Their trade related administration often lacks the physical and human capital to facilitate exports or imports of goods at reasonable cost, or to allow effective participation in negotiations with other countries on how trade arrangments should operate.
I've been exploring (intermittently) their problems in participating in trade negotiations in a series of posts (Dipak Patel and Doha, Challenges of WTO Participation, Trade Policy Coordination Failure in Botswana).
Alan Beattie had a column in the Financial Times this past weekend on their difficulties just participating in trade when their administrative infrastructure is problematic. The New Economist caught it: Why trade facilitation matters (April 1). Beattie writes:
Campaigners savage rich governments for failing to treat HIV-positive Africans. Few get excited about computerising the application process for Rwandan export licences. Yet the unglamorous area of "trade facilitation" - streamlining customs and business regulation to give poor countries better access to the markets of Europe, the US, and Japan - is attracting some attention.
Not least because negotiations on the subject are one of the few parts of the Doha round of global trade talks progressing well. But some of the plans require money, which for very poor countries may mean aid. And progress in making aid cohere with trade is slower.

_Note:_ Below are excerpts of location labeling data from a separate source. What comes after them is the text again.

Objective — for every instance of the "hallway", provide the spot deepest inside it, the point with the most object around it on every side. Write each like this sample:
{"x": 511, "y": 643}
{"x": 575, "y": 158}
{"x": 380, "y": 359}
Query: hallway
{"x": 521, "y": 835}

The Beattie column "subscribers only," but the New Economist has a generous extract.
Trade facilitation aims to smooth the administration of trade. One of its components is the provision of financial and technical assistance to poor countries ("aid for trade").
Here's the WTO's trade facilitation page: Trade Facilitation . This leaflet from the International Centre for Trade and Sustainable Development (ICTSD) discusses the state of play in the trade faciliation negotiations on the eve of last December's Hong Kong WTO Ministerial Meeting: Doha Round Briefing Series: Trade Facilitation . Here's a recent (February 2006) article on the status of trade facilitation from the ICTSD newsletter, Bridges: Trade Facilitation Talks Resume With Flurry of New Proposals .
Joe Stiglitz is all in favor of aid for trade, but is concerned with how the commitments are structured and administered: Nobel Laureate Economist Backs Unified, Enforceable “Aid For Trade” Programme . This story also provides information on aid for trade developments since the Hong Kong Ministerial.
Joseph E. Stiglitz, a Professor at Columbia University and Executive Director of the Initiative for Policy Dialogue, said commitments to provide such aid should be included in the outcomes of the current Doha round of international trade negotiations, and should be made binding and enforceable through the World Trade Organization - a controversial step he said was necessary because rich countries have sometimes failed to follow up on previous promises of such aid...
Prof. Stiglitz also recommended the creation of a self-governing Global Trade Facility (GTF) through which aid for trade would be targeted and delivered to developing countries. Such a facility should set aside 16 of the 24 seats on its board for low- and middle-income nations. The GTF could directly bring a charge of non-compliance through the WTO against any industrialized country not meeting its financial commitments, he said. He recommended that programmes under a GTF, if established, should have a high degree of "country ownership" and private-sector involvement...Aid for trade is seen as an important contribution to the development objectives of the Doha round and to achieving progress in the talks. It can be regarded as a "negotiating side payment" through which rich countries offer financial assistance "as a sweetener to keep developing countries at the bargaining table," Prof. Stiglitz said.
But he said its real importance is as a "complement to market access" - that is, as aid to help poor countries overcome the internal difficulties they face in bringing competitive products onto world markets. "Market access is not enough," Prof. Stiglitz said, noting that aid for trade is needed to help developing countries strengthen weak infrastructures, increase supply capacity, meet the high product standards that prevail internationally, overcome poor access to credit, develop good environments for business, expand business knowledge and technology, and design effective trade policies. Trade liberalization also imposes proportionately larger adjustment costs on poor nations than on rich ones, he said.
The World Bank has recently issued a report on the success of its loans for trade assistance. Pablo Halkyard posted here: World Bank aid for trade (Private Sector Development Blog, March 23). Joel Trachtman posted here: World Bank watchdog and trade (International Economic Law and Policy Blog, March 23). Both posts link to the report itself.